The Korean strategy
It’s no secret that economic aspects are not alone in deciding the approach in the container industry. Thus the South Korean state was involved when HMM ordered its latest batch of huge new ships. In the process it was perhaps robbing Peter to pay Paul.
At the end of September the South Korean carrier Hyundai Merchant Marine (HMM) fixed an order for 20 more ultra-large containerships (ULCVs). The ink had hardly dried on contracts signed with three shipyards – Daewoo Shipbuilding & Marine Engineering (DSME), Hyundai Heavy Industries (HHI) and Samsung Heavy Industries (SHI) – when the extent of state support for the move became public. The large South Korean shipping line remaining after the Hanjin bankruptcy can bank on financial support from the South Korean state for a part of its total investment of approximately USD 5.4 billion. The main factor motivating the latter is ‘maritime autarchy’. This approach is also propagated by other Asian states – and not only them.
Two sides of the coin
The contracts signed with the shipyards envisage that DSME will build seven of the new ULCVs, and SHI five, with all of the units sporting a 23,000 teu capacity. The twelve vessels are due to be delivered in the second quarter of 2020. HHI, in turn, will build eight 14,000 teu ships, which are scheduled to commence operations one year later, that is to say in the second quarter of 2021.

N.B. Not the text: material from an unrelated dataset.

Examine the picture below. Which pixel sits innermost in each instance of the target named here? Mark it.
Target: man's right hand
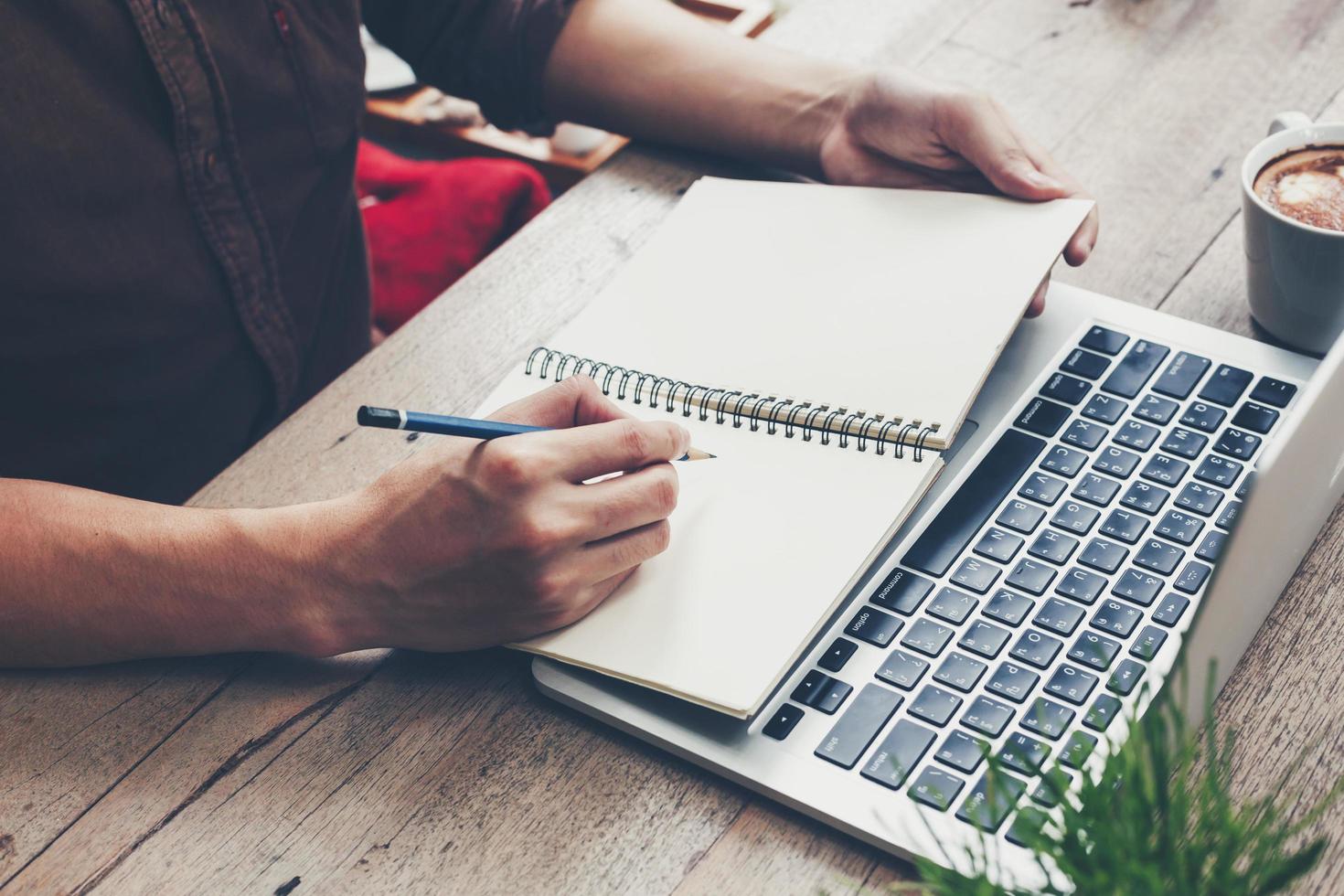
(471, 544)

The notifications did not come as much of a surprise, as HMM had already announced its fleet expansion plans in December 2017. The new-
buildings form part of HMM’s overarching strategy of attaining a global market share of the container shipping industry of about 5% by the year 2021. On top of this the move has also been designed to increase the carrier’s weight in negotiations with customers, as well as with the major alliances.
Any objections against the use of state funds are likely to calm down again soon, not least because South Korea is, understandably enough, seeking to retain its global ranking amongst the top three large shipbuilding nations – despite declining orders. It forms a trio with China and Japan that accounts for 90.5% of all newbuildings worldwide, according to Unctad’s Review of Maritime Transport 2018.
Strengths in the containership segment
Whilst China and Japan are ahead for bulk and breakbulk freighters as well as chemicals goods units, amongst other sectors, South Korea, is traditionally strong in the containership and oil tanker segment. This is not a position it is willing to give up all too easily.
On top of this fund managers are now considering shipbuilding entities in an new light – having analysed them rather critically for a long time. Macquarie Fund has ascertained that four out of five of the world’s strongest large shipyards are located in South Korea, and the sector industry is about to enter a boom phase in the country. The basic message is that strict restructuring and state subsidies are bearing fruit. Perhaps the shipping line HMM can gain the same benefit. Its loss of USD 337.3 million in H1 / 2018 was higher than in the previous year, after all.